Rabu, 20 November 2013

Merenungi 20 November

Waktu saya kelas 3 SD saya pernah merasa sangat malas untuk berangkat sekolah. Berangkat sekolah menjadi semacam mimpi buruk yang hadir tanpa mata perlu terpejam. Ya, saya pernah mengalami masa di mana saya sangat benci berangkat sekolah, perjalanan dari rumah ke sekolah rasanya seperti melewati jembatan Shirotol mustaqim, kepeleset sedikit saja langsung apes yang saya terima. Penyebab dari takutnya saya berangkat ke sekolah karena di sana saya sering mengalami hal buruk, seperti dikatain atau pensil diambil pas jam istirahat. Gara-gara kejahilan teman sekelas saya itu ujung-ujungnya saya jadi kayak kebo yang cuma bisa melongo pas pelajaran karna nggak bisa nulis. Yah, mau gimana lagi? Pensil saya satu-satunya sudah diambil. Lain hari, mengantisipasi itu saya bawa dua pensil, yang satu saya taruh di sela-sela buku, yang lain saya taruh di kotak pensil. Saat jam istirahat berakhir, saya sudah tenang-tenang saja karena yakin trik saya akan berhasil. Namun, rupanya pensil saya dua-duanya diambil juga. Saya pun mewujud kebo lagi, melongo saat pelajaran berlangsung.  Akhirnya, saya tidak pernah lagi meninggalkan pensil saya di kelas dan saya sakuin terus.

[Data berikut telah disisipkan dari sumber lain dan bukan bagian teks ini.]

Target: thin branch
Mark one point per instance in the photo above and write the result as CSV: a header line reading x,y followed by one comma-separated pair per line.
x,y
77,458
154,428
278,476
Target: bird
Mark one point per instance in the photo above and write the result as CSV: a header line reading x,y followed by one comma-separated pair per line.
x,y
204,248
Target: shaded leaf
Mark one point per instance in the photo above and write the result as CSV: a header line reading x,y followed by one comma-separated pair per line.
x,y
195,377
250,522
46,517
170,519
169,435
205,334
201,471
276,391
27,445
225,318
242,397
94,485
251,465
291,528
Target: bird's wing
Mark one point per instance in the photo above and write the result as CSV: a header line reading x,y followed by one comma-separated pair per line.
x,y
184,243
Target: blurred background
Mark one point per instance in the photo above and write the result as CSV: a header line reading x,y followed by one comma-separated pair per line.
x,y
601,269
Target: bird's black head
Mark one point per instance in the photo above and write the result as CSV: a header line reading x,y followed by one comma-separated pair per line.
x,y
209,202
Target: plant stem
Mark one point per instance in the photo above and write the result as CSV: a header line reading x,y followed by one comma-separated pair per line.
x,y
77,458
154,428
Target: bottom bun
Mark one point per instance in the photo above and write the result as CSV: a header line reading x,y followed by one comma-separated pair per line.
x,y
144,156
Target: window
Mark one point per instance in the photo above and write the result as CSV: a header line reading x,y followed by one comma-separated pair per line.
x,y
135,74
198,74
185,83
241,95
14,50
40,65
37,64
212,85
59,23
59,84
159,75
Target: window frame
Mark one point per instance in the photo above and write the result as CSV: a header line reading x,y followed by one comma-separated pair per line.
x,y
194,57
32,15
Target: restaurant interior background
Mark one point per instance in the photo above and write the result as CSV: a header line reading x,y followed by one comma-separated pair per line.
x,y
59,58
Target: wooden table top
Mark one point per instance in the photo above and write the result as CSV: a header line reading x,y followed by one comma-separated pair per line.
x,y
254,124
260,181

Tak hanya itu, saya juga pernah dianggurin oleh teman sekelas. Seharian penuh saya di sekolah tanpa teman yang kemudian membuat saya terlihat seperti alien dari planet zog. Kebetulan dari SD saya sudah punya penyakit mag. Dan penyakit inilah penolong saya, karna seringkali saya jadikan kambing hitam untuk tidak berangkat sekolah. Tak hanya dari teman sekelas, saya juga pernah sebel setengah mati dengan guru Pendidikan Agama Islam (PAI) saya. Guru PAI saya ini pernah bicara secara frontal di kelas kalau ibu saya sombong. Katanya setiap hari kalau menjemput saya ibu tidak pernah menyapa si ibu guru PAI itu. Saya hanya diam di kelas, bete? Iyalah, jelas. Orang sampai di rumah saya nangis diam-diam di ruang tengah sambil nyetel TV keras-keras supaya ibu di dapur tidak mendengar suara saya mewek. Saking sebelnya saya tulis di buku mapelnya PAI dengan huruf P diganti T. Sampai sekarang, saya nggak ada suka-sukanya sama pelajaran agama.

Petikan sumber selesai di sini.